The rebellion broke out in August 1922 when Raju, at the head of a force of 500 tribals, launched attacks on police stations at Chintapalle, Krishnadevi Peta and Rajavommangi on consecutive days and looted their armouries and ammunition stores. Drawing more and more recruits to his ranks as he continued with the campaign, he inflicted heavy casualties on a police force deployed by the British to contain the insurrection, including a British officer killed. The police force could make no headway against the rebels due to unfamiliar terrain and a hostile population. While it was estimated that the core group of rebels numbered not more than a hundred fighters, their numbers swelled multifold whenever an operation was triggered off. In late September, Raju staged a devastatingly successful ambush on a police contingent at Dammanapalli Ghat, killing two more officers, causing panic among the British and enhancing his reputation among the tribals, who had come to adore him for his invincibility. Attacks on police stations at Rampachodavaram, Addateegala, Narsipatnam and Annavaram followed one after another. As Raju continued with his unrelenting campaign of insurgency in the hills, he also reached out to people in the plains, trying to enthuse them to rally against the British by joining the Gandhian non-cooperation movement.

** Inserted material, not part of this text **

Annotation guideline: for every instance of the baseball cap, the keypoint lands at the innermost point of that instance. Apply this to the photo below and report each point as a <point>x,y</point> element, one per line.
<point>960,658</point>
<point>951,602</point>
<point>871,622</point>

The British, after repeated futile efforts to put down the rebellion or nab Raju, brought in the Malabar Special Police, which had earned a fierce reputation for counter-insurgency operations along the west coast, especially during the Moplah Revolt of 1921. Nevertheless, Raju was able to keep the fight going for two long years, promoting nationalistic ethos and widespread anti-colonial sentiments not only among the tribals, but among the people of the region at large. With the police forces in hot pursuit, Raju was eventually cornered in the forests of Chintapalle in early May 1924. Tied to a tree in Koyyuru village, he was shot dead on the 7th of May and buried in the village of Krishnadevi Peta, where his tomb still exists. With the death of ‘Manyam Veerudu’, meaning ‘Hero of the Jungle’, as Raju was fondly called by the tribal people, the rebellion lost its steam and gradually fizzled out.
India today honours this brave son of hers, who sacrificed his life in the nationalist cause, by a statue of his that was installed at the precincts of the country’s Parliament in 2017. Another statue of his adorns the Tank Bund Road that connects the twin cities of Secunderabad and Hyderabad nearer his home. The State of Andhra Pradesh commemorates the birth anniversary of this hero every year on the 4th of July with a state-wide festival. The town of Eluru, which is the headquarters of West Godavari district where Raju was born, remembers him with a cricket stadium named after him. A biopic of this great patriot and tribal welfare activist was made in 1974 by V. Ramachandra Rao, while a book in Telugu language, authored by Sheikh Abdul Hakim Jaani and published in 2019, titled ‘Alluri Sita Ramaraju’, features his life and times.